Restriction of fluid intake to 1000 to 500 ml/day will result in a slow but steady increase in serum sodium. For patients who are unresponsive to fluid restriction or unable to comply, an antidiuretic hormone antagonist such as demeclocycline should be used. This causes a reversible, dose-dependent, diabetes insipidus and reliably raises serum sodium. It can, however, induce uraemia and should not be used in conjunction with fluid restriction. Secretion of antidiuretic hormone due to small cell lung cancer should also be treated with cytotoxic chemotherapy. This will generally produce prompt resolution, even before tumour shrinkage is seen. Where hyponatraemia is causing coma or convulsions, more rapid correction of serum sodium may be needed. Intravenous saline should be given partially to correct the serum sodium to 115 mmol/1 at a rate not exceeding 0.5 to 1.0 mmol/1.h.
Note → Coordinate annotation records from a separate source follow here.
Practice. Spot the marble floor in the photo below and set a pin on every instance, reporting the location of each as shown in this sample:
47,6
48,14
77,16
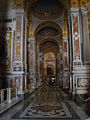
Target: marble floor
48,103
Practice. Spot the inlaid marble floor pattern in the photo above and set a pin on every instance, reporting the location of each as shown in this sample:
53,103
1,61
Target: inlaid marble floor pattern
46,103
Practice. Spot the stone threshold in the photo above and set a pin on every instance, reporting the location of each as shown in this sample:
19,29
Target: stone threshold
4,107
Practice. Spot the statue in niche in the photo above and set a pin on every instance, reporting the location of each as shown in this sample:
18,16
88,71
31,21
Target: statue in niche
3,51
30,26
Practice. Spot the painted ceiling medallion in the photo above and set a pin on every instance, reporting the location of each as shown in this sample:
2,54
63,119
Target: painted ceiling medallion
47,9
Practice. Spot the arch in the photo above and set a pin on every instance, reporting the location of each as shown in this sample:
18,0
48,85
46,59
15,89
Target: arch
46,24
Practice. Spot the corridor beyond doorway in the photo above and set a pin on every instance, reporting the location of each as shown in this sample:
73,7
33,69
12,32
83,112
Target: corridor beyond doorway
48,102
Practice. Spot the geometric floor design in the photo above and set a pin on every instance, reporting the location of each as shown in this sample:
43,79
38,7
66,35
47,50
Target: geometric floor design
47,105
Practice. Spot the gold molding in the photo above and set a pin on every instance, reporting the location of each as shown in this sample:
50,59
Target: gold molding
18,4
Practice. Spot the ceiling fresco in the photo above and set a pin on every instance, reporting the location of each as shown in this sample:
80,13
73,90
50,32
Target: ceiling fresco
47,9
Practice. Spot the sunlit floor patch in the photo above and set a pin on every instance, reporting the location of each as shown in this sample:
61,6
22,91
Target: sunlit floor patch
48,104
44,110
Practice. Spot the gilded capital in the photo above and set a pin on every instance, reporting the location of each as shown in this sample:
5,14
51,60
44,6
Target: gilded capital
18,4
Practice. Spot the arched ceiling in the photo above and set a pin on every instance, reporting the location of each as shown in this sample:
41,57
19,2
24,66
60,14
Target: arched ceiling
48,30
47,9
43,6
50,45
48,24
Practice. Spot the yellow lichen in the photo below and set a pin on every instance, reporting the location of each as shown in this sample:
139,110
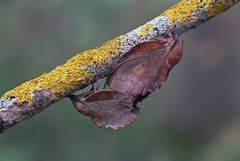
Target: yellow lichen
68,77
145,29
182,12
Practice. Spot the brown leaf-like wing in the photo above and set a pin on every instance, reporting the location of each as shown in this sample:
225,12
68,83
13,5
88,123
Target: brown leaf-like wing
137,76
113,114
108,108
142,72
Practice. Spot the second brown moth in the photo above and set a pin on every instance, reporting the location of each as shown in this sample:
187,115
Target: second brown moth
107,108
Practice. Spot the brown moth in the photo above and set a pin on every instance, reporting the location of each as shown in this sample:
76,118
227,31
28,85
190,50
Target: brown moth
107,108
146,67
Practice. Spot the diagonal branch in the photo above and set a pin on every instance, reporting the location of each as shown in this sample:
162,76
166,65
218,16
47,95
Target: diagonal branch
32,97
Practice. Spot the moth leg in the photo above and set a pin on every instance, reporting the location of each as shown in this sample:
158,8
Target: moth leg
95,86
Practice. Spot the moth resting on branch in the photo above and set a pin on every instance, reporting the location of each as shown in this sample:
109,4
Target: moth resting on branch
141,71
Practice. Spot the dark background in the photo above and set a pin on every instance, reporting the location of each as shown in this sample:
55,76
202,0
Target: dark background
194,117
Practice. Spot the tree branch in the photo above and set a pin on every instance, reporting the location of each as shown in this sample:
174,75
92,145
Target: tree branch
32,97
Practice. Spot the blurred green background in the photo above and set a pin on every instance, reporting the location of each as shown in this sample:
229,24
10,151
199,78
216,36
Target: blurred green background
194,117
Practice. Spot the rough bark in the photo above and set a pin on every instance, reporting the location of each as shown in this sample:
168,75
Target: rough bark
32,97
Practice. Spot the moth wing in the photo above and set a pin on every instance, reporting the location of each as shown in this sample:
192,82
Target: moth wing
114,114
137,76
More rapid correction may induce central pontine myelinosis.

 

CONCLUSION

Emergencies arising in the cancer patient may be complex and, like many oncological problems, are best managed by a multidisciplinary approach. In order to prevent undue morbidity or mortality all those managing cancer patients should be aware of the correct treatment for the common emergencies that arise in these patients.